The extent of corrosion damage and the related need for maintenance and repair varies substantially from one aircraft to another. These variations are most visible at depot maintenance where nearly identical aircraft in terms of age, flying hours, and other traditional indices of age are observed to be strikingly different with respect to corrosion.
It has been reported that corrosion maintenance costs the Air Force approximately one billion dollars a year, therefore, there is a need for improvements in corrosion prevention, corrosion detection and repair of corrosion damage. Much of these costs can be directly attributed to corrosion inspection procedures. Corrosion is costly and the most destructive airworthiness-related maintenance problem facing the maintenance of a fleet of a military aircraft. Corrosion is extremely difficult to predict, prevent and detect non-destructively early in its formation. For example, access to corroding areas is frequently difficult or impossible, making conventional, non-destructive evaluation techniques generally inadequate to; detect such corrosion. Thus, costly and potentially destructive structural disassembly is frequently required to detect and evaluate the extent of airframe corrosion. Approximately twelve percent of an aircraft's life is spent in some form of maintenance or inspection procedure, thus, if maintenance and inspection time can be decreased and aircraft availability increased, the effective size of a fleet of aircraft can be correspondingly increased.

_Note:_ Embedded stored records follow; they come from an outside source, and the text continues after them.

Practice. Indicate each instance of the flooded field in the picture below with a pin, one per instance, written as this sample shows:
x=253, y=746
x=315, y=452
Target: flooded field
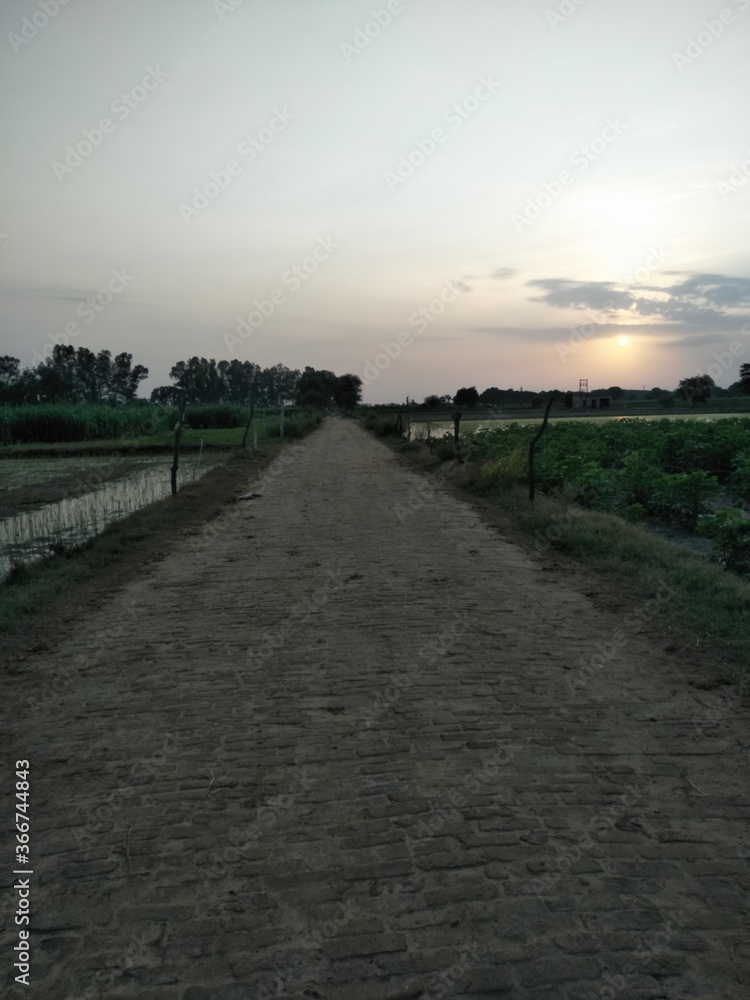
x=49, y=504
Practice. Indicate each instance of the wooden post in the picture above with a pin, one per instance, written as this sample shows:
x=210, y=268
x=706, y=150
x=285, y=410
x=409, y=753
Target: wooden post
x=176, y=452
x=532, y=446
x=456, y=437
x=247, y=425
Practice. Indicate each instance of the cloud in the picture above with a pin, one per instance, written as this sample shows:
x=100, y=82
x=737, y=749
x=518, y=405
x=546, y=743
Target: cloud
x=713, y=301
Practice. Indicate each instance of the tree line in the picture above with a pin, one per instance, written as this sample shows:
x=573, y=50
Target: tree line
x=72, y=375
x=694, y=389
x=78, y=375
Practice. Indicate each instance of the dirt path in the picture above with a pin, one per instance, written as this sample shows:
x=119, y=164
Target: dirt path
x=336, y=750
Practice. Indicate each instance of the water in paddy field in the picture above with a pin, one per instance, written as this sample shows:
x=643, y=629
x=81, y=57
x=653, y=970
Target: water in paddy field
x=33, y=534
x=440, y=427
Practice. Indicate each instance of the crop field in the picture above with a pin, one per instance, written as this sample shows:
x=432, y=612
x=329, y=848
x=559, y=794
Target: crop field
x=66, y=472
x=691, y=474
x=74, y=424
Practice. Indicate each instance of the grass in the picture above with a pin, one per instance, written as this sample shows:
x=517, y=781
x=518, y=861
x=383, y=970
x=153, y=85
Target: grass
x=125, y=545
x=697, y=598
x=297, y=424
x=80, y=425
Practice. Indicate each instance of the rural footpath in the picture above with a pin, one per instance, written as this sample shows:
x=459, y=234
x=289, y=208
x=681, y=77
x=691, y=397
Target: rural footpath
x=346, y=742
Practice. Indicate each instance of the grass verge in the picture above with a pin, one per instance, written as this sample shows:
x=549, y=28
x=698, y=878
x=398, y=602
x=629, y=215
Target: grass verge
x=704, y=603
x=121, y=550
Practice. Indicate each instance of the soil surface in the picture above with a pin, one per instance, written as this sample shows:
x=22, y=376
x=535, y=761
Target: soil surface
x=347, y=742
x=73, y=483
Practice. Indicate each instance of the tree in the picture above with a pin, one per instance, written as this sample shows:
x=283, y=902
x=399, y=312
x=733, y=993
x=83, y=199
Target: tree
x=10, y=379
x=347, y=391
x=316, y=388
x=467, y=397
x=697, y=388
x=492, y=396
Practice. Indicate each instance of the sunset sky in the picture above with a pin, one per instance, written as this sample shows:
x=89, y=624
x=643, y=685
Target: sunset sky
x=501, y=193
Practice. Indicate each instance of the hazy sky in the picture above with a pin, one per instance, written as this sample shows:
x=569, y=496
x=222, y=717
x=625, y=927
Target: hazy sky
x=496, y=190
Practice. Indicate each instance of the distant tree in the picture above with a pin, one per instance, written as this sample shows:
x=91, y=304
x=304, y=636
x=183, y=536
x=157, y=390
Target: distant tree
x=467, y=397
x=697, y=388
x=165, y=395
x=492, y=397
x=316, y=388
x=124, y=379
x=347, y=391
x=10, y=379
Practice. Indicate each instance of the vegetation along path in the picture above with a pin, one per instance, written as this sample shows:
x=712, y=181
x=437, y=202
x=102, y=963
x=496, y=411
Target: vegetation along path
x=347, y=743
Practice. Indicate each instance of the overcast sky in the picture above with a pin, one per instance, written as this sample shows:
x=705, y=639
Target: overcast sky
x=500, y=192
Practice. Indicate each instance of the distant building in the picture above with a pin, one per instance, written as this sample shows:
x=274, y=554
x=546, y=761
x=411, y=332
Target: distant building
x=591, y=401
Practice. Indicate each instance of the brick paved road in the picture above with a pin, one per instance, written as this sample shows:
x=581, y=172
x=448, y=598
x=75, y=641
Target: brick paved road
x=350, y=744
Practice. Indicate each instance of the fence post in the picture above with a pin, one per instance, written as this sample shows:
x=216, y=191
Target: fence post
x=247, y=425
x=176, y=451
x=457, y=438
x=532, y=446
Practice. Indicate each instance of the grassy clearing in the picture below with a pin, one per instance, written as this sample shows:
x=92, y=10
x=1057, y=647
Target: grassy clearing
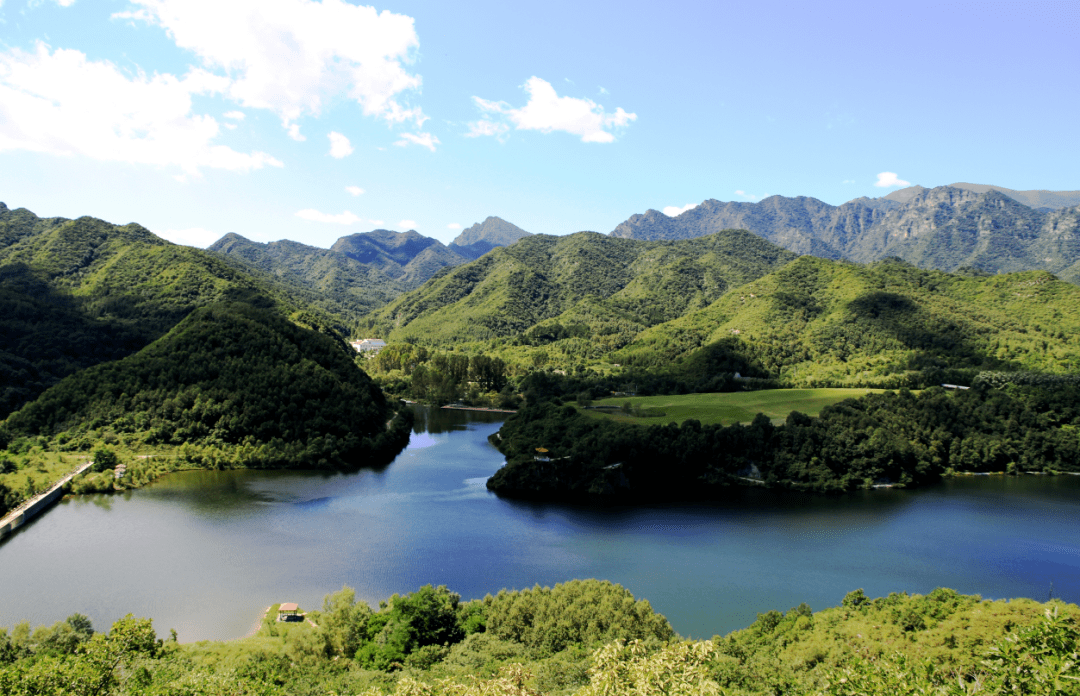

In the currently accepted corrosion inspection procedures, visual observation of the part being inspected is heavily relied upon, therefore, if corrosion occurs under paint it is very unlikely that such corrosion will be detected before substantial damage to a part has occurred. Many times corrosion cannot be detected under paint by visual examination until the paint blisters and the part is so corroded that it must be replaced. Additionally, the visual inspection methods currently being used to detect and control corrosion are very subjective and are highly operator dependent.
Infrared, non-destructive testing has been used in the past to inspect workpieces for internal defects and one method of doing so was described in U.S. Pat. No. 3,504,524. The method described in U.S. Pat. No. 3,504,524 involved spraying the workpiece with a vinyl base carrier of a carbon pigment to form a constant, high emissivity surface in the infrared region which is easily removed from the surface being tested. After application of the coating, the test surface is heated with a suitable source of radiant energy and the temperatures of successive spots on the test surface are determined by scanning the coated surface with a radiometer. Output from the radiometer is then transmitted to an oscillioscope or other display device where any flaws in the workpiece are displayed as infrared picture. U.S. Pat. No. 3,504,525 is particularly concerned with controlling the emissivity of the test surface at a standard level by applying a protective coating that has uniform radiating characteristics to the test surface. An essential characteristic of the coating applied to the test surface is that it is easily removed when the test is completed.
U.S. Pat. No. 3,020,745 also discloses the use of an infrared detector to test metal objects for flaws. In this method the area to be inspected is heated by induced eddy currents which uniformly increase the temperature of the test surface in the absence of flaws. At a flaw, the induced current is concentrated about the edges or corner of the flaw and a hot spot develops which is detected by an infrared detector. This method requires that the test surface be covered with a thin homogeneous coating having a high emissivity. U.S. Pat. Nos. 4,037,473; 3,314,293 and 2,846,882 also disclose the use of infrared detectors to measure the temperature of a workpiece. Additionally, the use of infrared thermography as an inspection tool is discussed in "Troubleshooting Products through Infrared Thermography" which appeared in the Nov. 10, 1983 issue of Machine Design. This paper points out that thermography can be used to characterize a complete temperature field around a particular point of interest. It also points out that only surface temperatures can be measured by this technique and that accurate readings are hard to obtain from shiny surfaces.